Diese Zeit nutzte der Bräutigam in spe, um – mit Hilfe der Feuerwehr – ein Banner aufzuhängen mit einem gemeinsamen Foto und der Frage „Willst Du mich heiraten?“, ein Herz aus Teelichtern mit den Initialen M + M aufzustellen und die Lieblingsmusik vorzubereiten. „Das war alles unwirklich, ich habe zwar das Banner gesehen, aber erst auf den zweiten Blick unser Foto – als ich dann unser Lied gehört habe, hatte ich sofort Gänsehaut“, beschreibt Melanie Matukat den Augenblick des Erkennens. Zu den Klängen von „Against all odds“ trat sie dann zu ihrem Freund, der ihr einen Heiratsantrag machte, den sie „liebend gern“ angenommen hat. „Spontan, aber aus Überzeugung“, hatte Marcel Bernert seine Motivation im Vorfeld beschrieben.

Er war zwar davon ausgegangen, dass seine Braut Ja sagt, aber die Erleichterung darüber ist ihm dann doch anzusehen. Mit Hilfe einer Leiter steigt Melanie Matukat dann noch zum Banner, um die Frage aller Fragen für alle sichtbar mit einem Kreuz hinter dem Ja zu beantworten.
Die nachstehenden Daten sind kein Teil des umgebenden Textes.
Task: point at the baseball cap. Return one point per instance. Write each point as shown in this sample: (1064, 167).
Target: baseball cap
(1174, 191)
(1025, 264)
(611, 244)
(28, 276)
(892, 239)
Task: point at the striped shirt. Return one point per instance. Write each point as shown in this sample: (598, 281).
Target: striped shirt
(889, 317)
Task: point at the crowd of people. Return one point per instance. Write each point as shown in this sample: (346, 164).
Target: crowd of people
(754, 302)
Glückwünsche prasseln auf das zukünftige Brautpaar nieder, zur Feier des Tages erhält die Neu-Verlobte gleich mal frei. „Das war alles eine Riesen-Überraschung, vielen Dank an alle, die mitgeholfen haben“, sagt sie. Jetzt muss ihr zukünftiger Mann noch aus der Nähe von Mainz in den Rhein-Kreis ziehen, um das Glück perfekt zu machen.